March 05, 2019 - Long Island
David Hunt, Hunt Corp.

Q: I own the building that houses my construction business. We are considering purchasing a larger building and moving. My broker suggested a 1031 exchange. How does that work and is it worth the effort?

A: It is absolutely worth considering in your situation. Briefly, it allows you to “kick the can down the road” and defer federal income taxes and capital gains taxes on any gain that you may have on the sale of your present property. Because it is detailed in Section 1031 of the Internal Revenue Code, it is often called a “1031 exchange.” It permits a taxpayer (an individual or entity) to dispose of property used in its trade or business or held for investment purposes without paying federal income taxes, including capital gains taxes, on any gain arising from the transaction. 

There are some highly technical rules to which you must comply in order to qualify for the non-recognition of gain. This includes exchanging the property for other like-kind property identified within 45 days after Closing, and acquiring the identified property within what is generally 180 days. The term “like-kind” generally means any other real estate that is acquired for use in your trade or business or for investment purposes.
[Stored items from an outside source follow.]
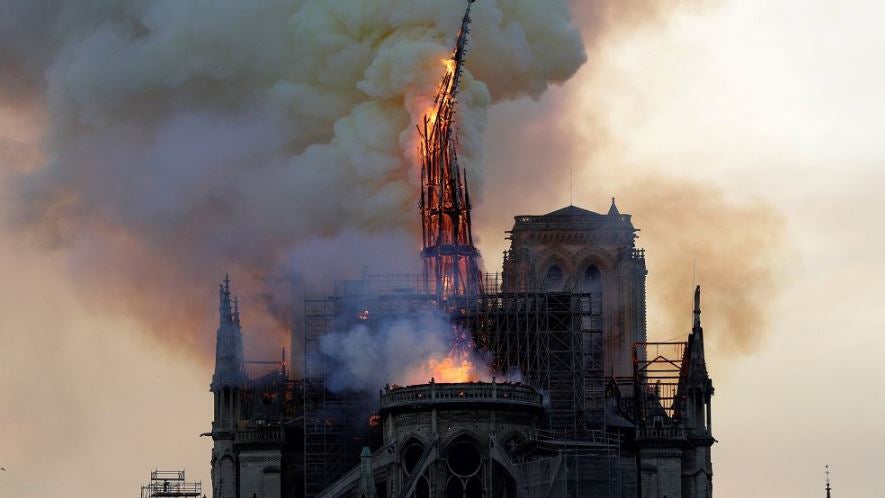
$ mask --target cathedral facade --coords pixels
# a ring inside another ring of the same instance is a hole
[[[391,292],[368,275],[306,305],[304,378],[285,368],[249,378],[225,283],[213,497],[712,497],[700,288],[686,339],[649,342],[637,232],[614,202],[607,213],[518,216],[500,278],[447,302],[441,312],[498,378],[518,383],[330,391],[329,367],[311,354],[317,337],[440,307],[420,285]]]

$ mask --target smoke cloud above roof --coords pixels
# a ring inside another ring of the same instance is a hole
[[[45,157],[9,173],[13,220],[63,248],[87,296],[204,351],[230,271],[244,326],[284,344],[293,282],[417,268],[415,124],[465,6],[13,1],[0,102],[45,122]],[[480,187],[489,106],[586,56],[565,0],[487,0],[473,18],[459,127]]]

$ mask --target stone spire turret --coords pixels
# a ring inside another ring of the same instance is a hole
[[[234,296],[234,311],[231,315],[231,322],[233,322],[237,328],[240,327],[240,298],[237,296]]]
[[[690,465],[683,466],[683,494],[686,498],[708,498],[713,490],[713,381],[707,371],[704,351],[704,328],[701,327],[701,287],[694,291],[694,315],[691,334],[682,358],[677,388],[678,418],[688,436],[683,451]]]
[[[612,197],[612,206],[608,208],[609,216],[621,216],[621,212],[618,211],[618,205],[615,204],[615,198]]]
[[[691,334],[688,336],[688,346],[685,352],[686,380],[691,387],[702,391],[709,391],[712,395],[713,384],[707,372],[707,357],[704,351],[704,328],[701,327],[701,286],[694,291],[694,321]]]
[[[360,455],[360,497],[375,498],[375,474],[372,471],[372,451],[363,448]]]
[[[224,280],[218,286],[218,323],[230,324],[233,321],[230,305],[230,276],[225,273]]]
[[[694,323],[682,359],[682,372],[679,379],[679,394],[684,399],[682,410],[686,424],[696,436],[711,434],[711,398],[713,381],[707,371],[704,351],[704,328],[701,327],[701,286],[694,291]]]
[[[215,416],[212,419],[212,496],[236,498],[239,476],[234,434],[241,414],[241,389],[246,380],[243,363],[243,333],[240,305],[231,299],[230,277],[218,286],[218,331],[215,337],[215,372],[212,390]]]
[[[212,390],[237,385],[243,380],[243,334],[239,301],[231,301],[230,277],[218,286],[218,331],[215,336],[215,373]]]

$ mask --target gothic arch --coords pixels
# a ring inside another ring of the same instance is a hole
[[[578,261],[578,278],[583,280],[590,267],[595,266],[602,274],[602,288],[605,294],[615,295],[618,292],[617,261],[604,251],[587,248],[575,258]]]
[[[598,247],[587,247],[575,255],[578,262],[577,270],[583,272],[590,266],[599,268],[603,275],[612,273],[617,268],[617,258]]]
[[[412,432],[412,433],[407,434],[405,437],[400,438],[400,443],[399,443],[399,446],[397,447],[397,452],[402,453],[403,448],[406,446],[406,444],[408,444],[409,442],[411,442],[413,440],[421,443],[424,446],[427,446],[429,444],[427,442],[427,440],[425,440],[421,436],[421,434],[418,434],[416,432]]]
[[[440,454],[444,459],[448,460],[454,447],[460,443],[468,443],[475,446],[477,451],[479,452],[480,460],[484,461],[488,457],[488,448],[486,447],[486,445],[482,443],[482,440],[476,434],[466,429],[456,431],[455,433],[447,437],[445,442],[442,444],[442,451],[440,452]]]
[[[442,454],[445,455],[447,453],[447,448],[453,442],[455,442],[458,439],[465,439],[465,438],[472,440],[477,446],[479,446],[480,450],[484,449],[485,445],[482,444],[482,442],[481,442],[482,439],[479,436],[477,436],[475,433],[473,433],[469,429],[462,428],[460,430],[454,431],[453,433],[449,434],[446,437],[446,439],[444,441],[442,441],[442,445],[441,445],[442,446]]]
[[[421,461],[421,456],[427,448],[427,443],[417,435],[410,435],[403,439],[399,447],[399,460],[403,471],[406,475],[411,475],[412,471]]]
[[[535,261],[538,262],[538,264],[535,265],[535,268],[537,269],[539,276],[543,276],[544,273],[547,272],[547,268],[553,264],[562,268],[562,272],[566,275],[573,275],[575,271],[573,264],[574,256],[560,247],[544,249],[538,253],[535,257]]]
[[[579,275],[581,292],[602,295],[605,284],[602,279],[602,271],[596,265],[587,266]]]
[[[458,431],[443,447],[446,498],[483,498],[488,490],[487,450],[469,431]]]
[[[574,279],[575,276],[575,268],[571,262],[570,257],[563,251],[548,249],[541,254],[538,255],[538,261],[541,263],[536,266],[538,275],[537,280],[538,284],[544,288],[548,288],[547,277],[548,273],[553,268],[559,268],[562,272],[562,281],[561,284],[555,284],[554,287],[549,290],[563,290],[563,288]]]

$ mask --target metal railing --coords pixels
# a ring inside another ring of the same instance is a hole
[[[580,431],[575,433],[537,430],[532,433],[532,437],[537,441],[555,442],[565,445],[594,445],[607,448],[620,448],[622,442],[620,434],[598,430]]]
[[[684,439],[686,431],[683,427],[640,427],[638,436],[640,439]]]
[[[494,402],[543,407],[543,397],[522,384],[426,384],[389,390],[381,395],[381,409],[416,404]]]
[[[261,429],[244,429],[234,434],[234,440],[237,443],[267,443],[267,442],[283,442],[285,434],[278,427],[268,427]]]
[[[155,470],[141,487],[141,498],[192,498],[202,495],[202,483],[187,482],[184,471]]]

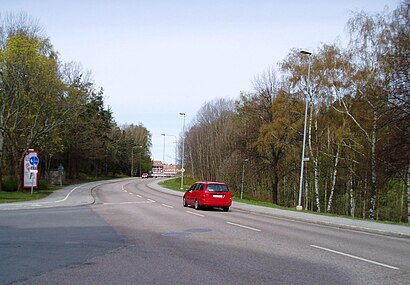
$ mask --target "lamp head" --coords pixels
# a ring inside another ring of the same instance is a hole
[[[300,51],[301,54],[307,54],[307,55],[311,55],[312,53],[306,50],[301,50]]]

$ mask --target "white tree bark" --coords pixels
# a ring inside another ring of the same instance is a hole
[[[349,196],[350,196],[350,215],[354,218],[355,217],[355,210],[356,210],[356,201],[354,199],[354,191],[353,191],[353,169],[350,169],[350,177],[349,177]]]
[[[335,192],[335,186],[336,186],[337,165],[339,164],[339,150],[340,150],[340,145],[338,144],[337,150],[336,150],[335,164],[333,165],[332,186],[330,189],[329,201],[327,203],[327,212],[330,212],[330,210],[332,209],[333,194]]]
[[[407,222],[410,223],[410,165],[407,168]]]

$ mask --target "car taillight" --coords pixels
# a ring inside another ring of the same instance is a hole
[[[206,195],[205,195],[205,194],[202,194],[202,199],[205,199],[205,197],[206,197]]]

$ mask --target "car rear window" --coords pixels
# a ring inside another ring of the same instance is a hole
[[[227,185],[220,185],[220,184],[208,184],[206,186],[206,190],[209,192],[229,192]]]

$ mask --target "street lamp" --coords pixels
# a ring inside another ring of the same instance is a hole
[[[135,145],[131,148],[131,177],[134,177],[134,148],[136,147],[142,148],[142,145]]]
[[[176,165],[177,165],[177,144],[178,144],[178,138],[177,138],[177,136],[175,136],[175,135],[169,135],[169,134],[162,134],[163,136],[168,136],[168,137],[174,137],[174,139],[175,139],[175,157],[174,157],[174,160],[175,160],[175,173],[176,173]],[[165,137],[164,137],[164,139],[165,139]]]
[[[162,150],[162,164],[164,164],[165,163],[165,134],[161,134],[161,136],[164,137],[164,147]]]
[[[302,50],[300,51],[301,54],[309,56],[309,65],[308,65],[308,78],[307,78],[307,96],[305,98],[305,123],[303,125],[303,145],[302,145],[302,158],[300,162],[300,181],[299,181],[299,200],[298,205],[296,206],[296,210],[301,211],[303,209],[302,206],[302,189],[303,189],[303,170],[305,167],[305,144],[306,144],[306,124],[307,124],[307,113],[308,113],[308,95],[310,94],[310,65],[312,62],[312,53]]]
[[[184,117],[184,124],[182,127],[182,156],[181,156],[181,190],[184,190],[184,157],[185,157],[185,113],[179,113]]]
[[[243,164],[242,164],[242,187],[241,187],[241,200],[243,198],[243,179],[245,176],[245,162],[248,162],[249,158],[244,159]]]

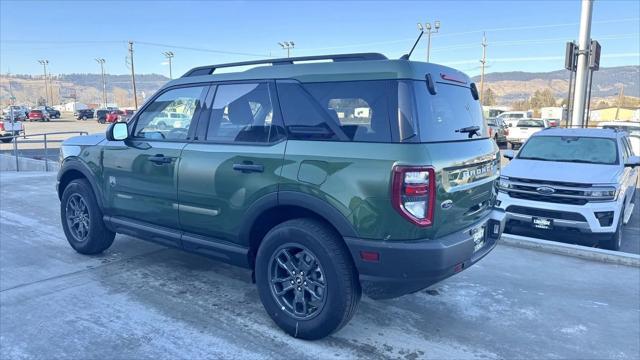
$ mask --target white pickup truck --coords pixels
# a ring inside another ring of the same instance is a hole
[[[509,135],[507,135],[507,142],[511,144],[512,149],[518,149],[538,131],[548,128],[549,123],[547,120],[542,119],[521,119],[509,128]]]
[[[11,122],[8,119],[0,120],[0,141],[9,143],[13,137],[24,133],[22,121]]]

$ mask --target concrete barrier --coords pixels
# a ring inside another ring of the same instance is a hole
[[[524,249],[543,251],[551,254],[572,256],[580,259],[610,264],[640,267],[640,255],[620,251],[598,249],[582,245],[565,244],[526,236],[503,234],[500,243]]]
[[[47,164],[45,165],[45,161]],[[60,164],[57,161],[38,160],[18,156],[19,171],[58,171]],[[0,171],[16,171],[16,157],[13,155],[0,154]]]

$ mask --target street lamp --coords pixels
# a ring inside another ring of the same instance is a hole
[[[49,65],[49,60],[38,60],[40,65],[44,68],[44,94],[45,94],[45,105],[49,105],[49,87],[47,86],[47,65]]]
[[[165,51],[162,55],[169,60],[169,79],[173,79],[173,73],[171,72],[171,58],[174,57],[174,54],[171,51]]]
[[[107,84],[104,81],[104,63],[106,62],[106,60],[102,58],[98,58],[95,60],[98,64],[100,64],[100,73],[102,74],[102,104],[103,104],[103,107],[106,108],[107,107]]]
[[[291,49],[293,49],[296,46],[296,44],[294,44],[293,41],[279,42],[278,45],[280,45],[283,50],[287,50],[287,57],[291,55]]]
[[[431,23],[426,23],[424,24],[424,26],[422,26],[421,23],[418,23],[418,30],[422,31],[423,33],[426,32],[427,33],[427,62],[429,62],[429,57],[430,57],[430,52],[431,52],[431,34],[437,34],[438,30],[440,30],[440,20],[436,20],[433,23],[433,28],[434,30],[432,30],[431,28]]]

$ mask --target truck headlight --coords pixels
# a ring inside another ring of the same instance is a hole
[[[509,178],[506,176],[500,176],[498,181],[496,181],[496,187],[498,190],[507,190],[511,189],[511,183],[509,183]]]
[[[584,195],[594,200],[615,200],[618,195],[618,189],[615,187],[593,188],[586,190]]]

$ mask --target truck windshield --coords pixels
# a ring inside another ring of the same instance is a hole
[[[615,165],[615,140],[594,137],[534,136],[522,147],[518,159]]]
[[[518,121],[518,127],[544,127],[544,121],[542,120],[520,120]]]

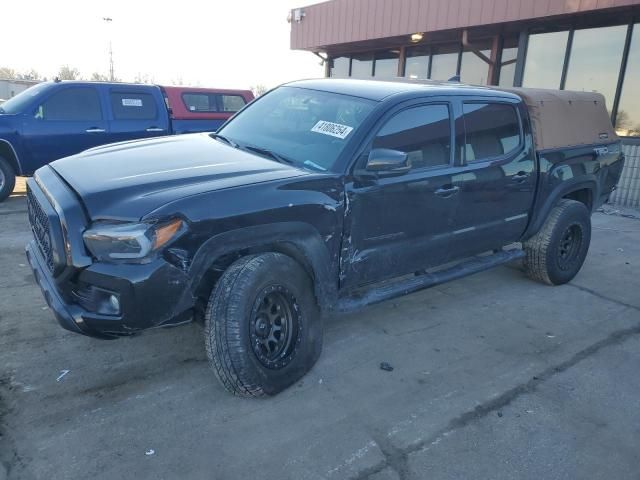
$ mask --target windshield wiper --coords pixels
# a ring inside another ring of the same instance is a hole
[[[219,133],[212,133],[211,136],[213,138],[217,138],[219,140],[222,140],[223,142],[231,145],[233,148],[238,148],[240,145],[238,145],[236,142],[234,142],[233,140],[231,140],[228,137],[225,137],[224,135],[220,135]]]
[[[284,155],[281,155],[279,153],[273,152],[273,151],[271,151],[271,150],[269,150],[267,148],[255,147],[253,145],[244,145],[242,148],[244,148],[245,150],[251,150],[252,152],[258,153],[260,155],[265,155],[267,157],[271,157],[276,162],[286,163],[286,164],[289,164],[289,165],[293,165],[295,163],[290,158],[287,158]]]
[[[0,107],[0,113],[6,113],[6,112],[4,111],[4,108]]]

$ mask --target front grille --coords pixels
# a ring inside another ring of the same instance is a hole
[[[27,188],[27,210],[29,212],[29,223],[31,231],[36,239],[40,253],[47,262],[47,268],[53,273],[53,246],[51,243],[51,228],[49,217],[42,209],[40,203],[30,188]]]

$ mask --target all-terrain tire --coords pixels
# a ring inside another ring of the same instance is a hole
[[[0,202],[4,202],[16,186],[16,172],[11,164],[0,157]]]
[[[569,282],[580,271],[591,242],[591,215],[581,202],[563,199],[540,231],[524,243],[526,274],[548,285]]]
[[[278,316],[281,311],[286,314]],[[287,319],[291,325],[284,328]],[[285,339],[281,345],[277,333]],[[204,337],[209,364],[229,392],[260,397],[284,390],[311,369],[322,351],[322,318],[309,275],[280,253],[240,258],[211,292]]]

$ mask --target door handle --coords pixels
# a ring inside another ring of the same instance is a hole
[[[514,182],[522,183],[527,178],[529,178],[529,174],[528,173],[526,173],[526,172],[518,172],[513,177],[511,177],[511,180],[513,180]]]
[[[85,130],[87,133],[104,133],[106,130],[104,128],[91,127]]]
[[[458,193],[458,191],[460,191],[460,187],[456,185],[456,186],[440,187],[434,193],[439,197],[448,198]]]
[[[149,127],[149,128],[147,128],[147,132],[164,132],[164,128]]]

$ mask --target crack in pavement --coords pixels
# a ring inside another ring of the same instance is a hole
[[[590,288],[582,287],[580,285],[576,285],[575,283],[567,283],[566,285],[568,285],[569,287],[576,288],[576,289],[580,290],[581,292],[590,293],[594,297],[598,297],[601,300],[606,300],[608,302],[617,303],[618,305],[622,305],[623,307],[627,307],[627,308],[631,308],[632,310],[640,311],[640,307],[638,307],[636,305],[631,305],[630,303],[626,303],[626,302],[623,302],[621,300],[616,300],[615,298],[607,297],[606,295],[603,295],[600,292],[596,292],[595,290],[591,290]]]
[[[638,309],[634,306],[630,306],[630,308]],[[439,443],[443,437],[449,436],[454,431],[460,430],[471,423],[481,420],[489,414],[508,406],[522,395],[535,392],[540,384],[550,380],[559,373],[565,372],[586,358],[595,355],[600,350],[612,345],[620,344],[636,335],[640,335],[640,324],[637,324],[634,327],[616,330],[606,338],[580,350],[568,360],[533,375],[527,382],[516,385],[500,396],[488,400],[478,405],[473,410],[468,410],[451,419],[446,427],[442,428],[431,437],[421,440],[413,445],[409,445],[403,449],[393,447],[386,441],[386,439],[379,441],[380,439],[377,438],[379,436],[374,437],[374,441],[378,444],[385,460],[371,468],[360,471],[355,477],[352,477],[353,480],[366,480],[371,475],[379,473],[387,467],[392,468],[400,476],[401,480],[406,480],[409,478],[407,460],[411,453],[427,450],[431,445]]]

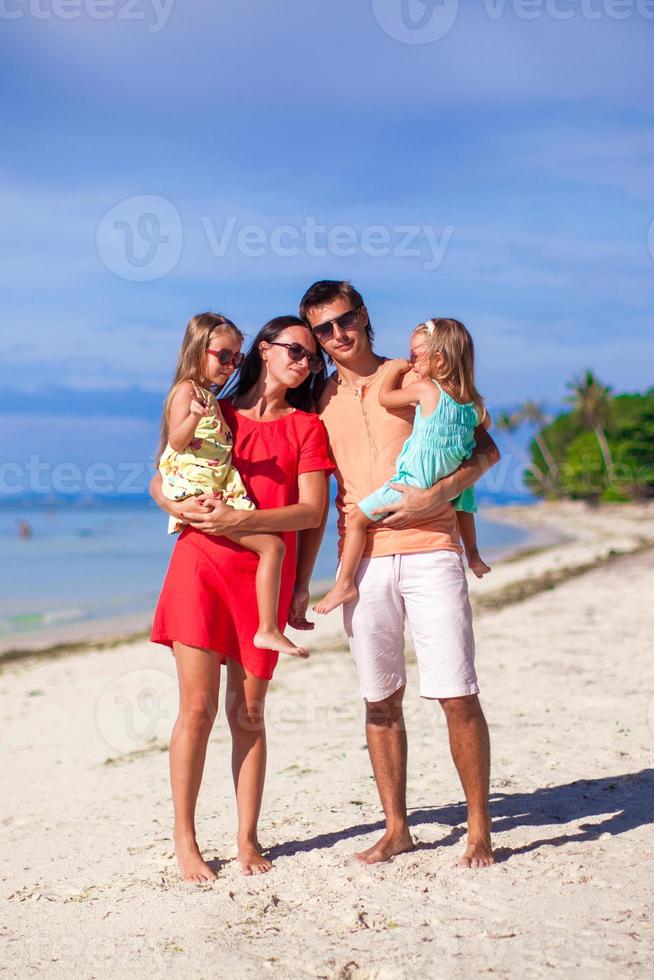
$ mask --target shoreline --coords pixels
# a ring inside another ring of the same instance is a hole
[[[479,581],[468,575],[476,614],[551,589],[601,567],[615,556],[654,546],[654,503],[588,507],[576,501],[539,501],[484,507],[483,516],[492,523],[527,530],[529,538],[493,559],[491,576]],[[312,600],[322,597],[330,587],[329,580],[312,582]],[[130,614],[6,637],[0,639],[0,671],[9,664],[140,643],[148,639],[149,631],[149,617]],[[336,610],[316,622],[312,638],[320,649],[339,632],[341,618]],[[307,638],[307,634],[297,635]]]

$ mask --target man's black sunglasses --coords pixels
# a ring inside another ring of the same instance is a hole
[[[331,340],[334,336],[334,327],[337,326],[339,330],[351,330],[356,324],[359,317],[360,306],[357,306],[356,310],[347,310],[345,313],[341,313],[340,316],[335,317],[333,320],[325,320],[324,323],[319,323],[318,326],[312,327],[312,331],[319,341]]]

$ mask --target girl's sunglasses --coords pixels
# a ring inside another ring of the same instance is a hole
[[[334,336],[334,326],[336,325],[340,330],[351,330],[352,327],[357,322],[359,316],[360,306],[356,310],[348,310],[346,313],[341,313],[337,316],[335,320],[326,320],[325,323],[319,323],[317,327],[312,327],[314,334],[319,341],[331,340]]]
[[[223,367],[233,364],[234,370],[240,368],[245,360],[245,354],[241,354],[240,351],[235,354],[234,351],[227,350],[225,347],[221,347],[220,350],[212,350],[211,347],[207,347],[207,354],[213,354],[214,357],[217,357]]]
[[[312,354],[311,351],[307,350],[306,347],[303,347],[302,344],[282,344],[276,340],[270,340],[268,343],[271,347],[285,347],[288,351],[288,356],[295,362],[295,364],[300,364],[306,357],[311,374],[319,374],[320,371],[322,371],[322,358],[318,357],[317,354]]]

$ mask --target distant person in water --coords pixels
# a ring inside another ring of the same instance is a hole
[[[32,525],[29,521],[19,521],[18,522],[18,537],[23,541],[29,541],[33,535]]]
[[[413,371],[417,380],[397,387],[403,375]],[[475,448],[475,429],[490,427],[490,416],[475,386],[474,344],[458,320],[434,319],[418,324],[411,336],[408,361],[387,366],[379,385],[379,404],[391,411],[416,407],[413,431],[397,458],[395,474],[348,514],[338,580],[314,609],[329,613],[356,599],[356,573],[366,547],[368,528],[387,516],[389,504],[402,499],[401,486],[434,486],[458,470]],[[452,501],[468,565],[482,578],[490,572],[477,548],[474,487],[467,487]]]

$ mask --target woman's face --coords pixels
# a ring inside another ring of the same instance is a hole
[[[315,354],[318,345],[308,327],[287,327],[274,340],[261,342],[261,358],[268,377],[285,388],[298,388],[309,377],[309,364],[306,357],[294,361],[285,344],[300,346]]]
[[[234,354],[240,353],[241,341],[231,330],[214,330],[209,338],[207,347],[212,351],[216,351],[218,354],[224,351],[223,358],[228,353],[233,357]],[[209,354],[208,352],[204,355],[204,376],[206,380],[209,384],[220,385],[221,388],[227,384],[236,370],[233,360],[230,359],[229,364],[223,364],[223,358],[217,357],[216,354]]]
An interesting aspect of Section 1031 like-kind exchanges is that there is no prohibition against utilizing these exchanges in successive transactions, so payment of taxes on the gain can be deferred indefinitely. If the taxpayer is an entity with a perpetual existence (limited liability company, corporation, trust, etc.) the day of reckoning for payment of the capital gains taxes may never come.  (Because the tax basis of the relinquished property will carry over as the tax basis of the replacement property, your depreciation deduction will be limited. If you contribute additional capital to acquire or improve the replacement property, the tax basis can be adjusted upward.) 

If the taxpayer is an individual person, the Internal Revenue Code provides that upon the death of the taxpayer, the tax basis of all property owned by the taxpayer is adjusted to the property’s fair market value as of the date of death. However, no capital gains tax or depreciation-recapture taxes will ever be recognized on the prior exchanges.

Because there are very strict technical rules that apply to section 1031 like-kind exchanges, it is essential to engage a knowledgeable advisor or a 1031 intermediary service. Your accounting team should evaluate your federal income tax and capital gains exposure on the sale of your present facility to help you determine whether your savings will justify the cost of such advice. But the expense of such advice is often well worth the cost, so don’t overlook it just because a 1031 like-kind exchange is complex!

David Hunt, MCR, CCIM, SIOR is the president of Hunt Construction Services, Inc. and Hunt Corporate Services, Inc., Plainview, N.Y.